I fear that without saying “where we’ve been” and without defining specific political goals, even the best intentions to theorize embodiment as something other than “fixed location in a reified body” (Haraway 195) can obscure the historical and discursive production of subjectivities, and consequently hide some of the political opportunities and pitfalls available in understanding such productions. Defining or owning up to what those political opportunities are is what can prevent the posthuman project from becoming too much like Terminator 2, where the razzle-dazzle of single, plastic (not to mention white and male) bodies gets more airtime than the implied or direct, historical and discursive confrontations that supply the plasticity out of which culturally valid bodies and subjectivities arise. (236)
In this passage from her essay, “Terminating Bodies,” Carol Mason seems to want to foreground the “historical and discursive production of subjectivities” in relation to the theorization of posthuman embodiment. Mason puts her point another way when she writes, “It’s not really cyborgs, or any individual bodies, that we need to examine. It’s the examination of contingent and perpetual processes of historical and discursive re-production that can allow us to better locate, articulate, and specify the aims of this ‘political unity’ or ‘posthuman’ ‘we’” (237). In other words, Mason seems to worry that “the razzle-dazzle of single, plastic [posthuman] bodies” will become more important to posthuman theorization than the fluid cultural entanglements in which bodies and subjectivities take shape (236). Her reading of Terminator 2, for example, reveals that technology-centered analyses of the cyborg are only one way to approach the film; she makes a compelling argument that ideologies of race and gender, figured within the confrontation between Dyson and Connor, must be accounted for in attempts to theorize the cyborg. Mason suggests that the cyborg must be historically-situated.

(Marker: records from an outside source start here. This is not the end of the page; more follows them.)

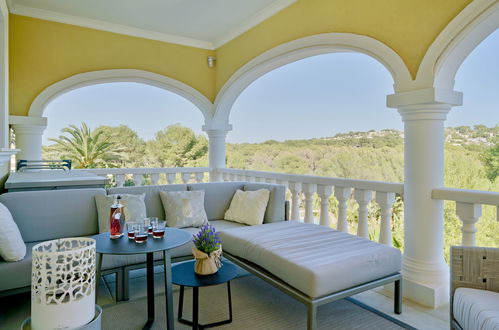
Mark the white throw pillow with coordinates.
[159,190,208,228]
[0,203,26,261]
[224,189,270,226]
[95,194,146,233]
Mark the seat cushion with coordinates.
[244,183,286,223]
[0,242,40,291]
[0,203,26,261]
[220,221,401,298]
[452,288,499,330]
[188,182,243,220]
[107,184,187,220]
[0,188,106,243]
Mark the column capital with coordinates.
[9,116,47,135]
[386,87,463,109]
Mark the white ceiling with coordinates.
[8,0,297,49]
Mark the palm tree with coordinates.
[49,123,114,168]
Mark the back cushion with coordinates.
[244,183,286,223]
[107,184,187,220]
[0,188,106,243]
[188,182,244,220]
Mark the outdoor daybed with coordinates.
[220,221,402,329]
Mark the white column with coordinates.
[10,116,47,160]
[317,185,333,227]
[376,191,395,246]
[203,126,230,182]
[387,88,462,307]
[353,189,373,239]
[456,202,482,246]
[334,186,352,233]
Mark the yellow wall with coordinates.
[216,0,471,91]
[9,14,215,116]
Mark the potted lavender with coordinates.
[192,223,222,275]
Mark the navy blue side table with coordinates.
[172,260,237,329]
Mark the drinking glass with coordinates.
[126,222,138,239]
[134,222,149,244]
[152,220,166,238]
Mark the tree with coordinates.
[47,123,114,168]
[146,124,208,167]
[482,143,499,183]
[95,125,146,167]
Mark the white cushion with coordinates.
[159,190,208,228]
[0,203,26,261]
[220,221,402,298]
[452,288,499,330]
[95,194,146,233]
[224,189,270,226]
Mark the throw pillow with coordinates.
[95,194,146,233]
[159,190,208,228]
[0,203,26,261]
[224,189,270,226]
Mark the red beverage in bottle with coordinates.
[152,229,165,238]
[135,233,147,243]
[109,196,125,239]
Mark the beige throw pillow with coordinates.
[224,189,270,226]
[95,194,146,233]
[159,190,208,228]
[0,203,26,261]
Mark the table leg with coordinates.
[144,252,154,329]
[192,286,199,330]
[163,250,175,330]
[95,253,102,303]
[177,285,184,321]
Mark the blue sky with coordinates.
[44,31,499,144]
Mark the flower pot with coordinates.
[192,246,222,275]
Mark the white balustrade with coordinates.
[289,182,301,220]
[354,189,373,238]
[334,187,352,233]
[302,183,317,223]
[431,188,499,246]
[317,185,333,227]
[376,191,395,246]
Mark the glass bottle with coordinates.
[109,195,125,239]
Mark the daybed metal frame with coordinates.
[223,251,402,330]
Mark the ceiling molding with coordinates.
[10,4,215,50]
[213,0,298,48]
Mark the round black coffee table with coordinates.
[172,260,237,329]
[92,228,192,329]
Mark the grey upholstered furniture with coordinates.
[450,246,499,330]
[0,182,285,300]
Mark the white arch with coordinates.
[213,33,412,127]
[416,0,499,89]
[28,69,213,122]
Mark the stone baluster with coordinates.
[182,172,191,184]
[195,172,204,183]
[456,202,482,246]
[166,173,177,184]
[132,174,142,186]
[151,173,159,185]
[317,185,333,227]
[376,191,395,246]
[302,183,317,223]
[114,174,125,187]
[354,189,373,238]
[289,182,301,220]
[334,187,352,233]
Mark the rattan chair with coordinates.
[450,246,499,330]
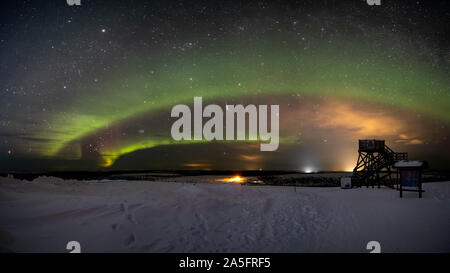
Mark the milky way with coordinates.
[0,1,450,170]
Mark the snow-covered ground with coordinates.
[0,175,450,252]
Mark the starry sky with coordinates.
[0,0,450,172]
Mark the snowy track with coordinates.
[0,178,450,252]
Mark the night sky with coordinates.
[0,0,450,171]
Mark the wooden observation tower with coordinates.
[352,139,408,187]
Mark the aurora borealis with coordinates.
[0,0,450,170]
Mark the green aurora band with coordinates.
[33,35,450,166]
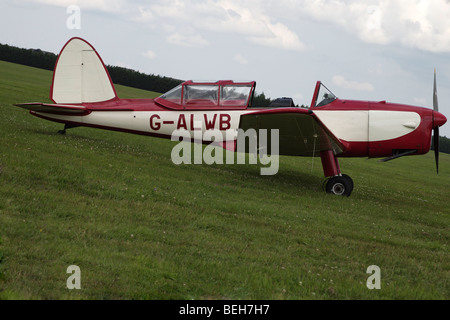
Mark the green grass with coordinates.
[0,62,450,300]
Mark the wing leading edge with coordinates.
[238,108,346,157]
[15,102,90,115]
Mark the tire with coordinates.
[326,175,353,197]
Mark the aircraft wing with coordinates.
[238,108,346,156]
[15,102,90,115]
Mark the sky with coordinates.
[0,0,450,137]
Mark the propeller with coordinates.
[433,68,439,174]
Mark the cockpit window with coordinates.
[161,84,183,104]
[220,85,252,106]
[316,84,337,107]
[183,85,219,105]
[158,81,255,108]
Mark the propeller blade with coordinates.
[433,127,439,174]
[433,68,439,174]
[433,68,439,111]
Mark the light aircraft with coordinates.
[16,37,447,196]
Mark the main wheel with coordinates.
[326,175,353,197]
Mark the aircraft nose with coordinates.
[433,111,447,127]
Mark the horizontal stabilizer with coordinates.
[15,102,89,115]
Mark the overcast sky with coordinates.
[0,0,450,137]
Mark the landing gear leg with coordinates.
[326,175,353,197]
[320,150,353,197]
[57,123,79,134]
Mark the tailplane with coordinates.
[50,38,117,104]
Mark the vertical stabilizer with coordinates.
[50,38,117,103]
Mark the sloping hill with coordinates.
[0,62,450,299]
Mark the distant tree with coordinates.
[431,136,450,153]
[252,92,272,108]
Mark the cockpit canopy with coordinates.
[155,80,256,110]
[311,81,337,107]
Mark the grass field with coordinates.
[0,61,450,300]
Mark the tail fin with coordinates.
[50,38,117,103]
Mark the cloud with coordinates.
[142,50,156,60]
[332,75,374,91]
[284,0,450,52]
[233,54,248,64]
[19,0,127,13]
[135,0,305,51]
[166,32,209,48]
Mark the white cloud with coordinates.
[166,32,209,48]
[136,0,305,51]
[18,0,127,13]
[332,75,374,91]
[142,50,156,60]
[233,54,248,64]
[279,0,450,52]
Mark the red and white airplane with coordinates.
[16,38,447,196]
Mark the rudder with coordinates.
[50,38,117,104]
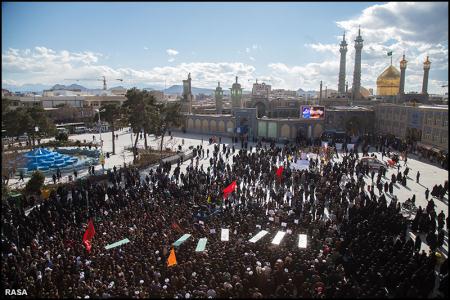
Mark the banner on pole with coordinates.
[249,230,269,243]
[298,234,307,248]
[105,239,130,250]
[272,231,286,245]
[173,233,191,247]
[220,228,230,242]
[195,238,208,252]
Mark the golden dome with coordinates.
[377,65,400,96]
[348,86,370,98]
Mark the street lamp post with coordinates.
[95,109,105,153]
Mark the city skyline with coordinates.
[2,2,448,93]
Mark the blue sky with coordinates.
[2,2,448,93]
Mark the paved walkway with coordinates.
[6,129,448,256]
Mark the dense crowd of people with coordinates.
[1,138,448,298]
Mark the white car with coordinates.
[361,156,386,170]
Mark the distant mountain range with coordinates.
[164,85,219,95]
[51,84,88,91]
[297,88,318,97]
[2,84,320,97]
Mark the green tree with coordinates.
[151,103,184,157]
[25,171,45,194]
[2,108,30,137]
[25,106,56,146]
[100,104,121,154]
[2,98,11,116]
[55,132,69,142]
[123,88,156,161]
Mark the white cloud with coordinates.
[298,2,448,93]
[2,3,448,93]
[2,47,256,89]
[166,49,179,56]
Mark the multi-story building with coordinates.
[419,105,448,151]
[3,96,42,110]
[375,103,448,151]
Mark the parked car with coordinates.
[361,156,386,170]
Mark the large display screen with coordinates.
[301,105,325,119]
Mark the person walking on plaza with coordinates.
[414,235,422,252]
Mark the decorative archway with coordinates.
[280,124,290,138]
[188,119,194,129]
[202,120,209,133]
[291,126,297,139]
[195,119,202,130]
[345,116,362,136]
[209,120,217,132]
[219,121,225,132]
[227,121,234,132]
[255,102,267,118]
[313,124,323,138]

Her claim that we need to define specific political goals in relation to posthuman theorization is also interesting me; I think this is to avoid the “razzle-dazzle” of looking at single, plastic bodies. One of the most powerful moments in her essay is when she reminds us that conservatives have used a certain posthuman discourse, a certain alternative conception of the body, to argue for the rights of unborn children – conservative arguments about fetal personhood reveal that “the embodied individual is only one of many possible interpretations of what counts as a legal person possessed of rights. This position therefore introduced the possibility that legal personhood might be assigned to some unit that is lesser or greater than the embodied individual” (251).
Posthumanist attempts to disaggregate and untangle bodies, embodiment, materiality, and subjectivity “swing both ways,” to use some of Mason’s language. I think this is why she suggests that this theorization must proceed with specific political goals in mind; the modes of analyses themselves don’t necessarily provide clear political goals. Haraway’s reminder that attempts to imagine the future are never innocent is particularly useful here; there isn’t necessarily any stable, utopian discourse to which we can appeal to argue for a coherent space of posthuman possibilities.